Those who trek to Paine Music Hall find a world beyond the usually-conservative offerings of the Music Department: the rare, world-class and often underutilized resources of the Harvard University Studio for Electroacoustic Composition (HUSEAC). The newest incarnation of the Harvard Electronic Music Studio—founded in 1968 by Leon Kirchner and Morton Subotnick and augmented by Tcherepnin in 1972—is a sight to behold, and to hear. And it’s all there for the taking by undergraduates.
“Presumably, any student could [ask] the Associate Director for access for a project,” says studio manager Ean White.
The quiet nook packs an impressive array of equipment and instruments. From some of the earliest analog modular synthesizers ever built to ultra-modern ProTools programs—used for digital audio production—the studio has advanced capabilities for recording, all at students’ beck and call.
Realistically, however, only a handful of undergraduates have any idea how to use this equipment. Actually making music with the technology requires intensive training to figure out which knobs create which warbles.
The music department at Harvard is often criticized for its rigid curriculum, based largely on classical music. Amidst myriad courses on bygone musical genres, the twelve-student class Music 167r, “Electroacoustic Composition,” seems slightly out of place.

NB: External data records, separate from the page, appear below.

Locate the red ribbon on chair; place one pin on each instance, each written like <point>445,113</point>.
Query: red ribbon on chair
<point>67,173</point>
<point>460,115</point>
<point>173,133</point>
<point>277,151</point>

“We’re not a technical school,” says White in response to some students’ frustration when they cannot learn the skills needed to create sophisticated recordings. “This is a school for composition.”
The class’ combination of modern music technology and recording techniques gives students the knowledge to create relevant music.
According to White, the course was not offered last year due to a faculty shortage within the department. He says the department lacked a professor with the free time and experience to teach a course on this sometimes-elusive field of music. This year, the course returns under the instruction of Professor of Music Eric D. Chasalow, visiting from Brandeis University.
But the music department’s commitment and enthusiasm for this course remains tentative, with Chasalow’s Harvard position only a temporary solution to much broader problems for an exceedingly popular course.
One difficulty arises because of the rare instruments that the studio houses—White says some of its synthesizers can be found in only a limited number of locations around the world.
Use of the studio requires not only a mastery of these synthesizers, but an extensive knowledge of the possibilities offered through the technology of ProTools, and White says very few are qualified to teach others these requisite skills.
But the Music Department nonetheless made use of the studio during the course’s brief hiatus, allowing graduate students in the department to use the facility. White says the department used the downtime to grant residencies to electronic sound artists Keith Fullerton Whitman and the band Matmos.
With the course’s return comes renewed popularity, though not as great as in previous years.
“There’s an enormous interest on the part of the students,” according to White.
This year 35 students applied for spots in the twelve-person course. This is down from around fifty applicants just two years ago when the class was offered regularly. Still, the interest remains high for a class with prerequisites in such a small department.